In Quest for Ballot Access, Libertarian Candidate Gets Monday Hearing

Jeff Amason hopes to be on the ballot as a Libertarian in Georgia House District 21, which includes western Cherokee County. He is challenging the Republican incumbent, Scot Turner of Holly Springs. In July, Amason submitted a ballot petition with more than five percent of the district’s voters, as required by law.

The Secretary of State’s office certified Amason had more then the required 1,614 signatures, but ruled that most of them were invalid because most of the pages holding voters’ signatures were notarized by Amason’s wife, Andrea. A Georgia law requires signature petitions cannot be notarized by someone who circulates or signs them.

Citing a separate law that appears to conflict with the one used to disqualify Amason, the campaign is appealing the Secretary of State’s decision, and a Fulton County Superior Court judge will hear arguments on the case Monday morning. The Fulton Daily Report picks up on the story:

Amason, an attorney, and Jaffe & Haug associate James Grant filed a July 28 mandamus action against Ford. They argued that the law she cited conflicts with another state law allowing notaries employed by companies and banks to notarize documents for clients and customers, “recognizing that notaries are public officers and their public duty is superior to any private duty to the corporation.”
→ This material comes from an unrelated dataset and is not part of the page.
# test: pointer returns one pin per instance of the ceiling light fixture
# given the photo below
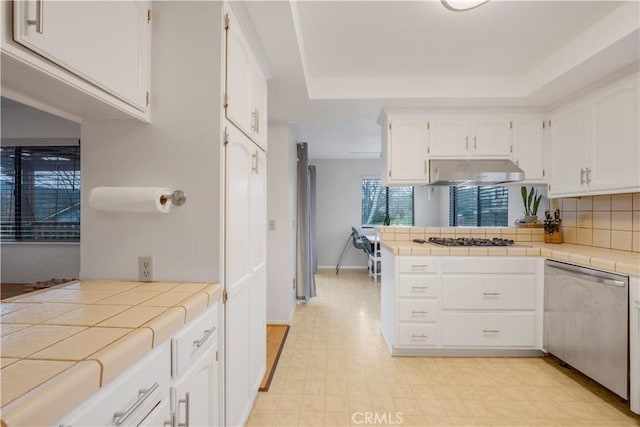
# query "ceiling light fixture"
(462, 5)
Andrea Amason, the complaint said, is an officer of his campaign committee, Amason for Liberty Inc., and should thus have been permitted to notarize the petitions. She did not notarize the sheets she circulated and signed, Amason said.
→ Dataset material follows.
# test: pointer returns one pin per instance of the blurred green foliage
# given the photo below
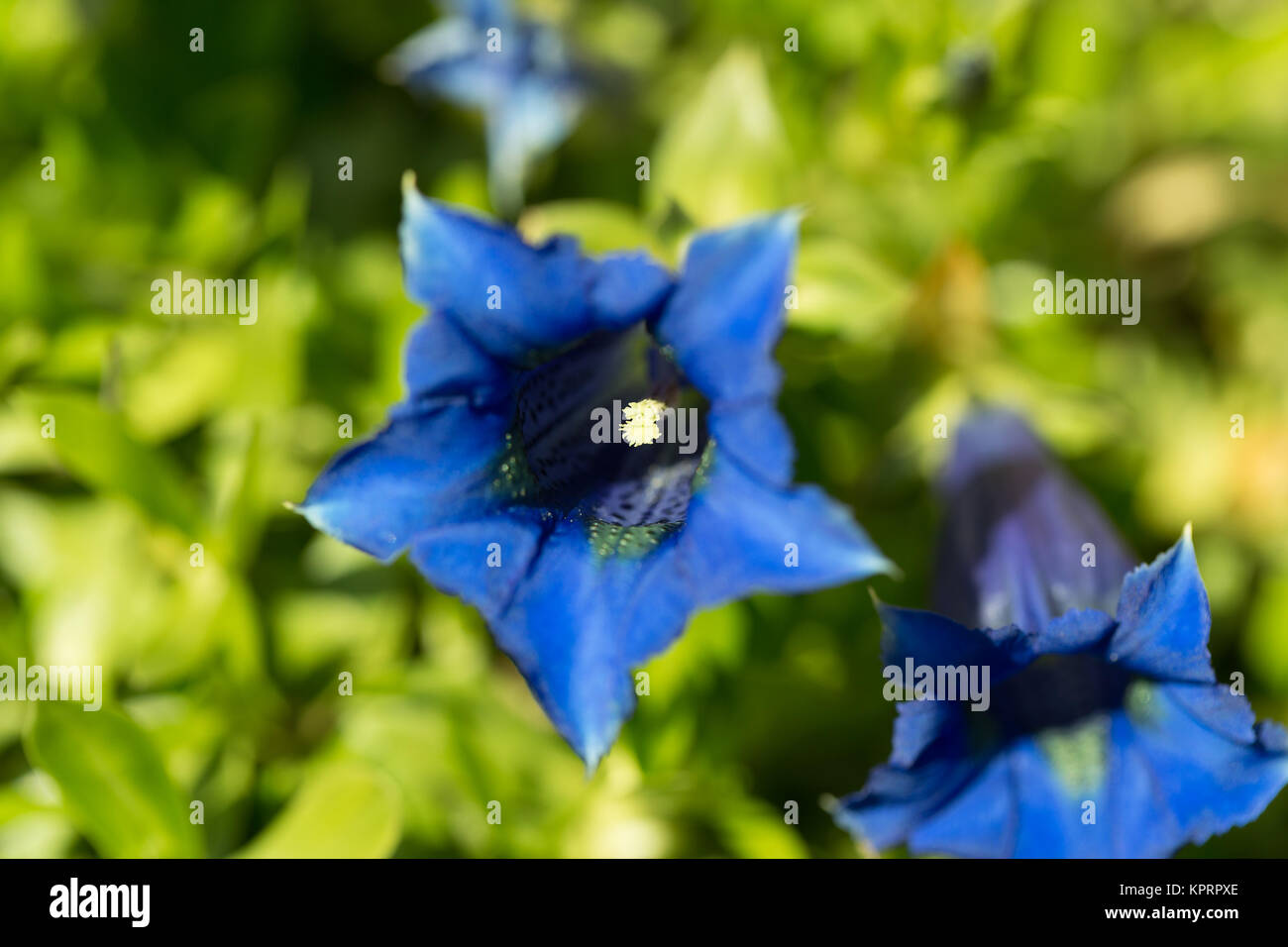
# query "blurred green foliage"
(914, 295)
“If the court does not recognize the broad statutory authority for corporate notaries as in this case, precedent will be set that will critically weaken the corporate notary statute relied upon for almost a century in Georgia,” said Amason in a written statement. “All corporations in Georgia, including mortgage, financial institutions and banks will be severely impacted.”
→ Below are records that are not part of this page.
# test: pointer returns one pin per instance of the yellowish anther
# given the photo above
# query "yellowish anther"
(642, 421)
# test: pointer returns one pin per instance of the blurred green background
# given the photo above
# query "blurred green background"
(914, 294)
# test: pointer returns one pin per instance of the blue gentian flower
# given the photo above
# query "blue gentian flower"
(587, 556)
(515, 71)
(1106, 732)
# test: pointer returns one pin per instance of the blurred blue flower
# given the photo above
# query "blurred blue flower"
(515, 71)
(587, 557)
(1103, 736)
A decision on the case will need to be made quickly. Ballots for the November Election must go to the printer on Friday, August 29th at noon.


  1. JayJacket says:

    Lawyers, what’s that rule of statutory construction – the specific prevails over the general? I.e the specific elections notary rule trumps the general rule authorizing notarization?

  2. bkeahl says:

    I think we should lean towards ballot access in a case like this. The law is the law, and if it is unambiguous then fine. But if it is debatable we’d be better served by not defaulting to denying access. I look forward to the legal eagles answering your question JayJacket.